Suatu ketika, Percy bertemu dengan seorang ibu yang memintanya membaca naskah milik anaknya. Perempuan itu adalah ibu dari John Kennedy Toole. Toole adalah seorang penulis dan seniman berbakat, cerdas, dan berasal dari keluarga berada. Dia pun mengalami masa sulit dan depresi akibat beberapa hal, dan mengakhiri hidupnya dengan bunuh diri setelah beberapa tahun novelnya selalu ditolak penerbit. Walker Percy kemudian membantu menerbitkan novel milik Toole, dan kelak karya itu memenangkan penghargaan Pulitzer untuk kategori fiksi.

Hidup bisa menjadi sangat keras bagi seorang penulis, saat karyanya tak mendapat pengakuan. Terutama ketika sang penulis sudah mencurahkan segenap waktu dan upayanya untuk menghasilkan tulisan terbaik, tapi tak juga ada penerbit yang bersedia menerbitkan tulisan tersebut. Belum lagi saat harus menghadapi kritikan pedas dari pembaca ataupun reviewer, kalau tidak kuat mental, bisa benar-benar membuat hidup sang penulis jungkir-balik.

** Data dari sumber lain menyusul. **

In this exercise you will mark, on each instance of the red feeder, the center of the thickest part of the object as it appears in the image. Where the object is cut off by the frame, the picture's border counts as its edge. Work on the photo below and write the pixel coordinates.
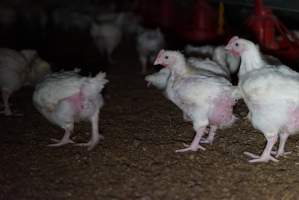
(166, 14)
(272, 35)
(203, 25)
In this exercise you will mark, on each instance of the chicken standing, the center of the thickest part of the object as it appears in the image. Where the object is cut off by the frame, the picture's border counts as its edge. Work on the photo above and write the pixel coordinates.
(217, 54)
(18, 69)
(204, 67)
(206, 100)
(271, 94)
(149, 43)
(66, 97)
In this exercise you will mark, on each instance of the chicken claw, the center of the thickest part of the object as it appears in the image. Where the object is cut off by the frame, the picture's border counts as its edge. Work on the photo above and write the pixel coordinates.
(61, 142)
(190, 148)
(263, 158)
(92, 143)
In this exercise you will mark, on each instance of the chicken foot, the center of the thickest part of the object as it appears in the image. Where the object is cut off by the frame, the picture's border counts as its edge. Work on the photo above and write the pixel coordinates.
(65, 139)
(195, 143)
(211, 136)
(266, 155)
(282, 141)
(95, 136)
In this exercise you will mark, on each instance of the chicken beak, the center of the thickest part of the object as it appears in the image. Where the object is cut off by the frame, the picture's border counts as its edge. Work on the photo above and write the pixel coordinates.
(158, 59)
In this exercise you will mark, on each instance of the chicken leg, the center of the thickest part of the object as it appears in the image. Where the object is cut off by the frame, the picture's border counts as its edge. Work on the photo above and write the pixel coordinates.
(65, 140)
(95, 136)
(211, 136)
(266, 155)
(195, 143)
(282, 141)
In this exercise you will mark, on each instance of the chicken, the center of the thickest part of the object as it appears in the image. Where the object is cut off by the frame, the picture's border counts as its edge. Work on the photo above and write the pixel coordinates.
(107, 36)
(199, 66)
(18, 69)
(158, 79)
(149, 42)
(66, 97)
(205, 100)
(271, 94)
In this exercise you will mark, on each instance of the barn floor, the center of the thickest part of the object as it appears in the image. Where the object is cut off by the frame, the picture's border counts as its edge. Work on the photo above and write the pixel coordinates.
(136, 160)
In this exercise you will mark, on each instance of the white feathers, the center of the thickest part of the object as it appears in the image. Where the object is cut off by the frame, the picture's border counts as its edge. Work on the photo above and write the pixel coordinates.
(271, 94)
(158, 79)
(228, 62)
(205, 100)
(66, 97)
(18, 69)
(198, 67)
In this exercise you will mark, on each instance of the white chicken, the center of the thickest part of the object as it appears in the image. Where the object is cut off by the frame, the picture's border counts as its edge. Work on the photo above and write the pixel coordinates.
(271, 94)
(217, 54)
(200, 66)
(66, 97)
(18, 69)
(107, 36)
(205, 100)
(149, 43)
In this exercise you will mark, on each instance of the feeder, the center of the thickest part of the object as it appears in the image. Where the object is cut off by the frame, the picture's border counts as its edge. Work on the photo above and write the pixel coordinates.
(202, 26)
(272, 35)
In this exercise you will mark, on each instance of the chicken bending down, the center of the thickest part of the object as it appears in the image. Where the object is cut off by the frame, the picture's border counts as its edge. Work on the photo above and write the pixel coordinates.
(18, 69)
(205, 67)
(66, 97)
(205, 100)
(271, 94)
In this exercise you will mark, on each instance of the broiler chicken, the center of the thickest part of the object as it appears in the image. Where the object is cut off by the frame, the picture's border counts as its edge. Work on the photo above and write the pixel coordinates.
(66, 97)
(149, 43)
(271, 94)
(199, 66)
(206, 100)
(18, 69)
(217, 54)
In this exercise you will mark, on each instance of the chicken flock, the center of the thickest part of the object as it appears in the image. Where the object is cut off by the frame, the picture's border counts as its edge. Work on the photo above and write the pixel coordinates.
(198, 82)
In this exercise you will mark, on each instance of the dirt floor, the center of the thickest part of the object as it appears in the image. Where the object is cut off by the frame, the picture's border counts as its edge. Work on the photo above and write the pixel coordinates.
(136, 160)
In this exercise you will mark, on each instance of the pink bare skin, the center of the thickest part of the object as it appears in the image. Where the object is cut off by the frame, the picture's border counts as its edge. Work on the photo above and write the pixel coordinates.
(215, 112)
(80, 108)
(252, 64)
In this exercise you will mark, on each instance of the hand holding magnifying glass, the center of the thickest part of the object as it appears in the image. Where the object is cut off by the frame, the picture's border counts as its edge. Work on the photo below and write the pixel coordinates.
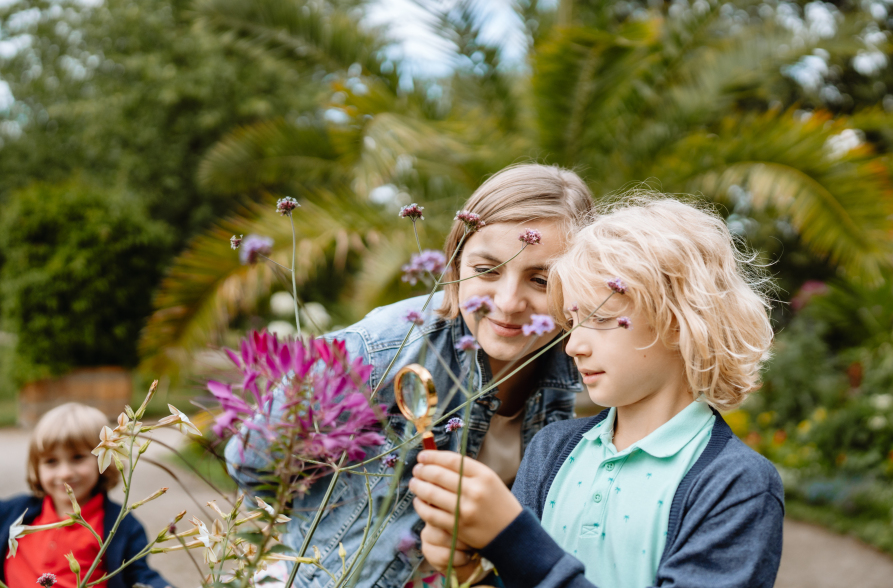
(417, 400)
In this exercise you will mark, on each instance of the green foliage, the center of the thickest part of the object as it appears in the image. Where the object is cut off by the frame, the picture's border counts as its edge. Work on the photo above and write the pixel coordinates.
(81, 264)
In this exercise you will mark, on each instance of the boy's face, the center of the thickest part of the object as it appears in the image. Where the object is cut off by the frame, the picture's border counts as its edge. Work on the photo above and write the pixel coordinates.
(518, 288)
(621, 367)
(74, 467)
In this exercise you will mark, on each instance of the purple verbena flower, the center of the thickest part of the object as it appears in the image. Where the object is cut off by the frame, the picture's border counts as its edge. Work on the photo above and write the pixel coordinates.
(454, 424)
(407, 542)
(531, 237)
(253, 246)
(284, 206)
(412, 211)
(467, 343)
(429, 261)
(471, 220)
(540, 324)
(479, 305)
(415, 317)
(323, 394)
(617, 285)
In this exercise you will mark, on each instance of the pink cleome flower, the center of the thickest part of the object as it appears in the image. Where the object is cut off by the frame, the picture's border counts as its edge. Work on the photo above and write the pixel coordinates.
(321, 406)
(284, 206)
(412, 211)
(471, 220)
(531, 237)
(540, 324)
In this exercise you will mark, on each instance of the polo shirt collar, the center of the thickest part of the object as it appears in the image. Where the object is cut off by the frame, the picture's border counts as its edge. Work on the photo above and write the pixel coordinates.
(666, 440)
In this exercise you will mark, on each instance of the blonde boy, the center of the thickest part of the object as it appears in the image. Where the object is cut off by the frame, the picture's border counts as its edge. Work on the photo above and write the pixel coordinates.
(655, 490)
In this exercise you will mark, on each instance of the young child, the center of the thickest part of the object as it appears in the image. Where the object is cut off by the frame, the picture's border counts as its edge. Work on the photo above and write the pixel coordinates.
(59, 453)
(655, 490)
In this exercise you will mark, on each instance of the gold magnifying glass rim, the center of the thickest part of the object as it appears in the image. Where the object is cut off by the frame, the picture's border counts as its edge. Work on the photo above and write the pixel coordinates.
(421, 422)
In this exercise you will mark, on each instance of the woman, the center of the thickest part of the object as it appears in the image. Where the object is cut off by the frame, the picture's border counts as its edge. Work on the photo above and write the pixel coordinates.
(543, 198)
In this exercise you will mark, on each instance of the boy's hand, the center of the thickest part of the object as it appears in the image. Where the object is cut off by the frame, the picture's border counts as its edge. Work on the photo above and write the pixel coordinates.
(487, 506)
(436, 549)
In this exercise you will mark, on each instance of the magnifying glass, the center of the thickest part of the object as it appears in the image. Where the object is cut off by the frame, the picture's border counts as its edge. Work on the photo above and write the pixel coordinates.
(417, 400)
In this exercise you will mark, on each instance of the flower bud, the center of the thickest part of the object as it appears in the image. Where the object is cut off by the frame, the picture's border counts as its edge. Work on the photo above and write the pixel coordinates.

Namun itulah konsekuensi sebuah pilihan. Tulisan, bagi seorang penulis, ibarat hidupnya sendiri. Hidup tidak selalu berjalan mulus, demikian pula sebuah tulisan tidak selalu bernasib baik. Penolakan demi penolakan, penantian, kritik, imbalan yang tidak memadai, dan terkadang tekanan untuk segera menyelesaikan sebuah karya, adalah hal-hal yang harus dihadapi oleh seorang penulis.

Haruskah seseorang mundur karena itu? Tergantung pilihannya. Jika dia memutuskan menulis bukanlah dunianya, dia dapat berhenti kapan saja. Namun jika menulis adalah jiwanya, tentu sebaiknya dia bertahan dan terus mencari jalan keluar, tidak perduli apapun rintangannya.

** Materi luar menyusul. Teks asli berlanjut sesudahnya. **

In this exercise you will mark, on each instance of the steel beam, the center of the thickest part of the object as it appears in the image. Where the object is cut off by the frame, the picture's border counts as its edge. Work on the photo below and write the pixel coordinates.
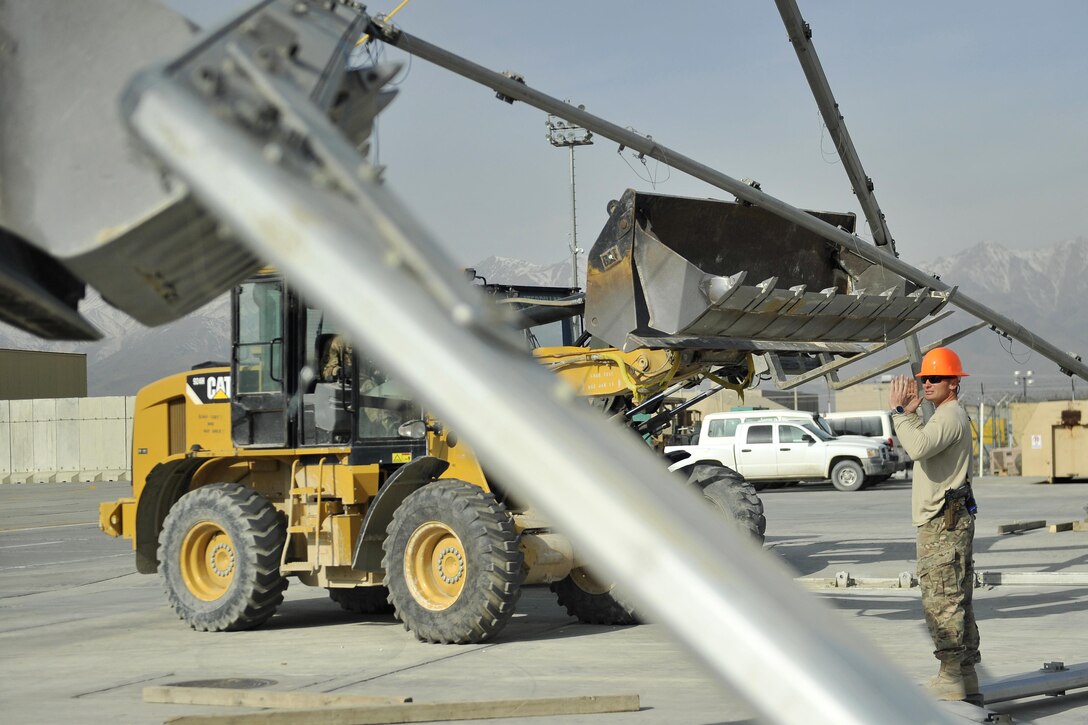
(1053, 678)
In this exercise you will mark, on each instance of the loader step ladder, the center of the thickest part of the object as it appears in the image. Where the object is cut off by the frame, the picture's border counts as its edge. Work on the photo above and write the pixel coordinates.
(300, 526)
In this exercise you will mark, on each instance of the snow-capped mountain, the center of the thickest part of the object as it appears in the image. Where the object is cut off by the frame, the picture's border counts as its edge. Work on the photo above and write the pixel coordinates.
(1042, 290)
(507, 270)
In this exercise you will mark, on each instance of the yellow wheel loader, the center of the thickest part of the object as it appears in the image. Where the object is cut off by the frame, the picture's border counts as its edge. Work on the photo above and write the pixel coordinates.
(303, 458)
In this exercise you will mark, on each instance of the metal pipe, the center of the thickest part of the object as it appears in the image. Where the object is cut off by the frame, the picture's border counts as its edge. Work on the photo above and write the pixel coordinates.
(518, 90)
(740, 614)
(801, 37)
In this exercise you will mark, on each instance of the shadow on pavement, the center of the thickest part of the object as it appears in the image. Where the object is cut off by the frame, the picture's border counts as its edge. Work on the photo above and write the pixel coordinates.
(854, 554)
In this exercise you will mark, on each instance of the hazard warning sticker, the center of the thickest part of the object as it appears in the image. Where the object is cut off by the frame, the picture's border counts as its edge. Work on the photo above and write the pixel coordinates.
(204, 389)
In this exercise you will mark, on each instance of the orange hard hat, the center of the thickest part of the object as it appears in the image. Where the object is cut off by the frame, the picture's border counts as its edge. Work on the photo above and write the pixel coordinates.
(941, 361)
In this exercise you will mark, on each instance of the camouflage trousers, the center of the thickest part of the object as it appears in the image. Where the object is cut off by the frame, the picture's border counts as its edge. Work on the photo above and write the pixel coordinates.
(947, 579)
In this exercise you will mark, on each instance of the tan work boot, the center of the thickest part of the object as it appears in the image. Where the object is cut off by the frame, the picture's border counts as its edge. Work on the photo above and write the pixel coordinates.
(949, 683)
(971, 685)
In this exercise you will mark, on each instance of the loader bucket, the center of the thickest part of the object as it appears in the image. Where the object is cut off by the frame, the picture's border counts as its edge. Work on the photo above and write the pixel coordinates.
(700, 273)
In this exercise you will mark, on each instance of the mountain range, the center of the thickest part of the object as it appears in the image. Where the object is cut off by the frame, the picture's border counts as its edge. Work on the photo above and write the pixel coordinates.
(1042, 290)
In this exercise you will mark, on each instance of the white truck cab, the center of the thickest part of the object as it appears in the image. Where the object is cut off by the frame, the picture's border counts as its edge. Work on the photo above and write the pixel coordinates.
(791, 450)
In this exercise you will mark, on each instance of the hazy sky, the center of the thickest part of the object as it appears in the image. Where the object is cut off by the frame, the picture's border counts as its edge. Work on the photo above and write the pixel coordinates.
(969, 117)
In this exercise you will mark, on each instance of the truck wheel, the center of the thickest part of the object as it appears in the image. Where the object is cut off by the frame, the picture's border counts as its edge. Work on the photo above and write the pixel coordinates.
(362, 600)
(848, 476)
(732, 496)
(453, 564)
(219, 555)
(584, 598)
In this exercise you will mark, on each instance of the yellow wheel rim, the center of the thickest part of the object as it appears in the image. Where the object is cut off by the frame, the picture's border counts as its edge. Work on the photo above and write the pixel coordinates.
(588, 584)
(435, 565)
(208, 561)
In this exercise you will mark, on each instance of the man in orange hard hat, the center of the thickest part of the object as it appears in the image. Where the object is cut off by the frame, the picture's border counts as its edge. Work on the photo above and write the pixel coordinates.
(943, 511)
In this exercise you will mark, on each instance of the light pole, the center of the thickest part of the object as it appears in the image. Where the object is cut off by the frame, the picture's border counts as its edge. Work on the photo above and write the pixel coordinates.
(1025, 380)
(561, 132)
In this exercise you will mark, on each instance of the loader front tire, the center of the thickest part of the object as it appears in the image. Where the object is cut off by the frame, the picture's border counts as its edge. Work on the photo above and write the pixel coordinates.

Kepuasan menulis terkadang bukan terletak pada jumlah materi yang didapat. Kepuasan itu bisa bersumber dari rasa senang ketika perjuangan akhirnya membuahkan hasil. Saya kembali mengalami itu, ketika sebuah naskah yang dirintis penulisannya bertahun-tahun lampau, akhirnya menemukan jalan untuk bisa diterbitkan menjadi buku. Padahal sudah hampir putus asa rasanya melihat naskah yang tak kunjung direspon penerbit.

Dalam setiap kesulitan, selalu ada kemudahan. Hukum alam sekali lagi menampakkan kebenarannya. Di saat kita merasa sudah tidak ada jalan keluar, biasanya tak lama kemudian ada saja peluang dan harapan baru yang muncul.

Jangan bunuh karyamu, dan jangan bunuh impianmu sendiri. Setiap rejeki ada masanya. Teruslah berkarya saja, siapa tahu suatu saat ada pintu yang dapat kita buka.